The White House is seeking to get around limits placed on both defense and nondefense spending by boosting military money through an emergency war fund that is not subject to those caps, called the Overseas Contingency Operations fund, or OCO. Both Democrats and Republicans have decried that strategy as a budget gimmick.
White House Proposes $4.7 Trillion Budget for Fiscal 2020
Trump’s outline would sharply cut spending on safety-net programs
The Trump administration proposed a $4.7 trillion budget that would sharply reduce spending on safety-net programs, while effectively exempting the Pentagon from strict spending caps set to take effect in fiscal year 2020.
The president’s plan would widen the federal budget deficit to $1.1 trillion in the next fiscal year, which begins Oct. 1, and would propose to eliminate the deficit by 2034, in part by assuming the economy grows much faster than many independent forecasters expect.
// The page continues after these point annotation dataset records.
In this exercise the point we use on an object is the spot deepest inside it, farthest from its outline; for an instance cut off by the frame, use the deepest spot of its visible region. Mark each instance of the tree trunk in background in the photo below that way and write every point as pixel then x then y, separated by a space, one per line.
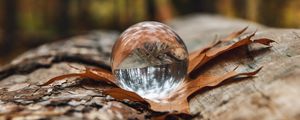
pixel 273 94
pixel 10 27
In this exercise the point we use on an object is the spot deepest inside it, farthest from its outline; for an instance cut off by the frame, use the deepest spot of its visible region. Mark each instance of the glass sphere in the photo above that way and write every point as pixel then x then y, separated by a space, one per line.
pixel 150 59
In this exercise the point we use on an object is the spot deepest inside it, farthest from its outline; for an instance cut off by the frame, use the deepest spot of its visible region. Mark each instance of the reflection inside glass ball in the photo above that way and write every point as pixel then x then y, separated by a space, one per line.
pixel 150 59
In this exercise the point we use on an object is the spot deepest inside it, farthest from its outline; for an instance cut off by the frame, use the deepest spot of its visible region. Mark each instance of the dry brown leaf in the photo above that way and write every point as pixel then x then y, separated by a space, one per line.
pixel 202 57
pixel 93 73
pixel 178 99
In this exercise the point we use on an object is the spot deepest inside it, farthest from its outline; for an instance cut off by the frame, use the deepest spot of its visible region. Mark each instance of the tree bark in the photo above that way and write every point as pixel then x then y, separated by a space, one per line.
pixel 272 94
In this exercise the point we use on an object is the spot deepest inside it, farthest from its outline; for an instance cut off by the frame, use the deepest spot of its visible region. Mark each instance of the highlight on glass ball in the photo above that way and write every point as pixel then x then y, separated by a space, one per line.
pixel 150 59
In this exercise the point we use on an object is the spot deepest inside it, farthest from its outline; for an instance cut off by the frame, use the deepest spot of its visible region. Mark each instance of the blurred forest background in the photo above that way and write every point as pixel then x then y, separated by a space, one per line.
pixel 26 24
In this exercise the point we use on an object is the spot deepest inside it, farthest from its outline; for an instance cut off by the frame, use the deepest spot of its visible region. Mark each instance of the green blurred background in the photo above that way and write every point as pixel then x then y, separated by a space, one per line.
pixel 26 24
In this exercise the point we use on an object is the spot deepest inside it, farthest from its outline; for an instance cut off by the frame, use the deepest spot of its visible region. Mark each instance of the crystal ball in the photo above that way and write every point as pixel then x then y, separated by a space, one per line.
pixel 150 59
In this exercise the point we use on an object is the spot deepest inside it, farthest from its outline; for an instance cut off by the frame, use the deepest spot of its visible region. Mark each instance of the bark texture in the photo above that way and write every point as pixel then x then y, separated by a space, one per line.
pixel 273 94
The White House budget document proposed $2.7 trillion in spending cuts over the next decade, including $1.9 trillion in cuts to mandatory spending programs, a senior administration official said Monday. The official said the president’s budget proposes more spending cuts over the next 10 years than any administration in history.
The budget would reduce the overall level of nondefense spending by 5% next year below current federal spending caps, a nearly $30 billion reduction. The budget would increase military spending by 5%, to $750 billion from $716 billion in fiscal year 2019.
.. The budget proposes to cut $22 billion from safety-net programs next year—$327 billion over the next decade—and proposes new work requirements for recipients of food stamps, Medicaid and federal housing programs, the senior administration official said.
.. The budget assumes the extension of the individual- and estate-tax cuts slated to expire at the end of 2025, and it proposes repealing some tax incentives for alternative energy, including a tax credit for plug-in electric cars.It requests $8.6 billion for new barriers along the southern U.S. border, including $5 billion for the Department of Homeland Security and $3.6 billion for the Defense Department’s military-construction budget. The president’s blueprint would also provide additional funding to boost manpower at Immigration and Customs Enforcement and Customs and Border Protection, and it proposes policy changes to end so-called sanctuary cities.The plan would also increase investments in national defense, such as artificial intelligence and hypersonic weapons, and provide more than $80 billion for veterans health care, a 10% increase from fiscal year 2019, according to the White House budget office.